PEACE:
Foreign Policy & Terrorism | June 12, 2005
YET
ANOTHER
BOMBSHELL!
A
Posting in "GordonTalk"
& "Comments
from Left Field"
A
month after releasing the now-infamous Downing
Street Memo, The
Sunday Times has just dropped another bombshell: In the
newly released briefing paper for the July 23, 2002
meeting whose minutes were recorded in the Memo, the estimable
London newspaper now reports that "Tony
Blair had already agreed to back military action to get rid of
Saddam Hussein at a summit at the Texas ranch of President
George W. Bush three months earlier."
You
read that right: The decision to invade Iraq was made in
April of 2002 -- not in the winter of 2003 after the Bush
Administration told the WMD inspectors to get out or get bombed;
not in the fall of 2002 when the Administration
presented a pack of lies to the UN, the US Congress, and the
American people; no, not even shortly before that July 23rd
meeting on Downing Street, in which the head of British
intelligence, MI6, said that "the intelligence and facts
were being fixed around the policy" in Washington; but almost
a year before we started this neverending bloodbath with
"little discussion in Washington of the aftermath after
[initial] military action".
This
directly contradicts the
statements that the President made to the American public during
the April 2002 summit ("I explained to the prime
minister that, you know, that the policy of my government is the
removal of Saddam, and that all options are on the table")
and continuing through the
statements the President made as late as last week: When
asked at their joint press conference whether the intelligence
had indeed been "fixed" to support a pre-ordained
policy of removing Hussein by military force, Blair said,
"No, the facts were not being fixed in any shape or form at
all;" and Bush insisted, "There's nothing farther from
the truth...Look, both of us didn't want to use our
military."
And
Clinton said he didn't have relations with "that
woman". But he did and got impeached for covering it up.
And
Nixon said he was "no crook". But he was and got
articles of impeachment drafted against him for covering it up.
But
misleading a nation into war, let alone covering it up, is
the gravest malfeasance of office that a president can commit in
a democracy, a higher crime and misdemeanor than those that have
in recent history prompted impeachment -- and precedent is
the very foundation of our common-law concept of the rule of
law.
A
subordinate officer in the military who lied to his superiors
with the result that those under his command were killed or
wounded and who later lied to hide his original deceit could
expect a court martial, with a very unfavorable outcome.
The
Commander in Chief -- subordinate in all things to the People
and answerable in matters of war to the Congress, as prescribed
by the Constitution he has sworn to uphold -- should expect no
less.
We
the People should expect no less.
For
an authoritative, yet brief and easy-to-comprehend discussion of
the consensus among constitutional scholars as to what actually
constitutes an impeachable offense -- those vaguely defined
"high crimes and misdemeanors" -- please visit ThatColoredFellasweblog.
To
join the rapidly expanding coalition urging the U.S. Congress to
begin a formal investigation into whether President Bush has
committed impeachable offenses in connection with the Iraq war,
visit After Downing
Street Dot Org.
To
join the hundreds of thousands of ordinary citizens who are
demanding answers not yet forthcoming, please
sign the online petition that will be delivered to the
White House on Thursday by the irrepressible Rep.

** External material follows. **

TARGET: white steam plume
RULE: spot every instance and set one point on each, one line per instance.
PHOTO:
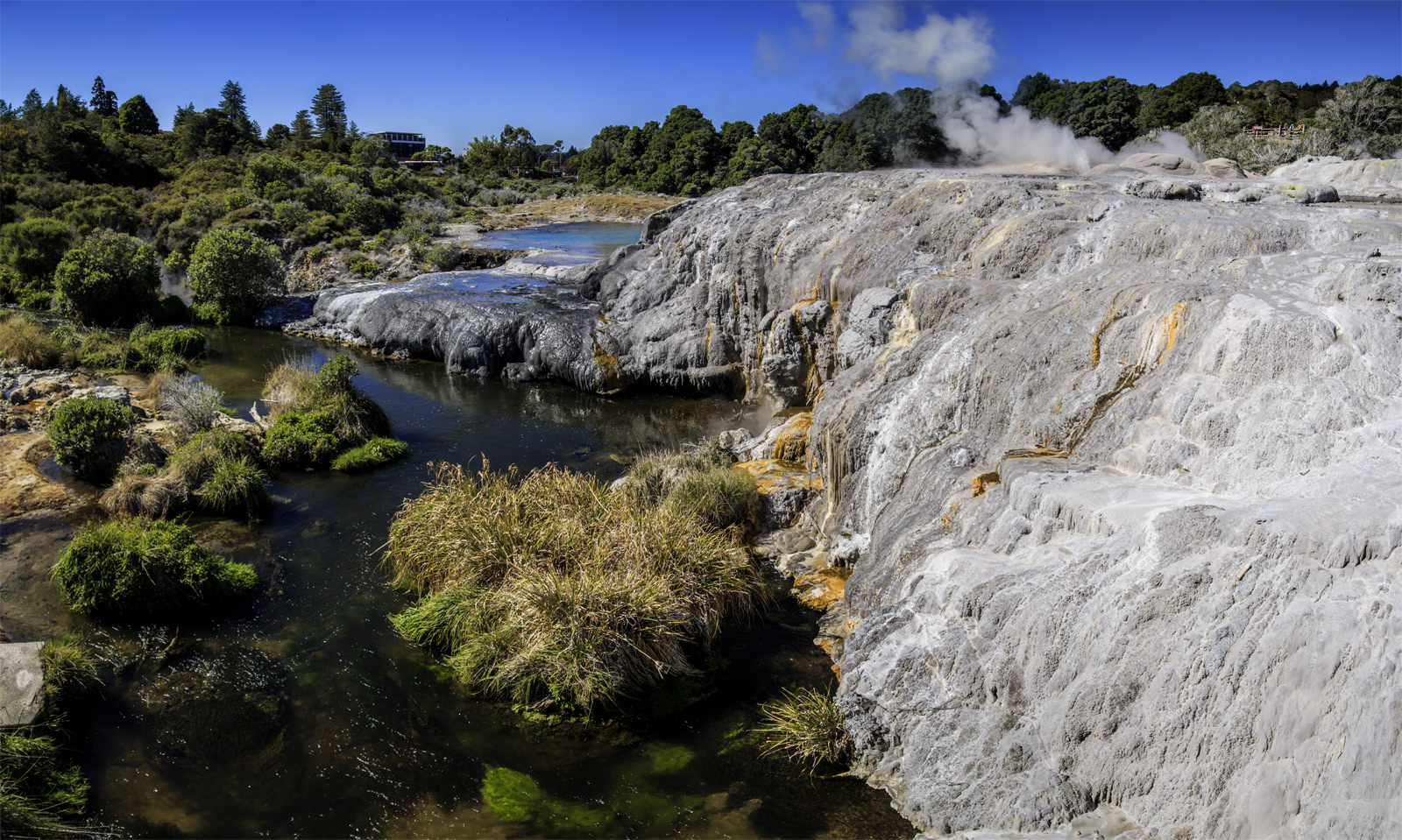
(974, 125)
(945, 49)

John Conyers,
Jr. (D-Mich.), who drafted the now-famous letter signed by
dozens of his colleagues in Congress, which was unceremoniously
ignored by the Bush Administration.
For
action in the U.S. Senate, please
sign Ted Kennedy's petition.
And
never forget, this
story was largely and intentionally ignored by the mainstream
media in this country until the nonstop, impassioned
blogging across the Internet became too formidable to ignore.
As
we learned in Watergate, no one in the United States -- not even
the President -- is above the rule of law.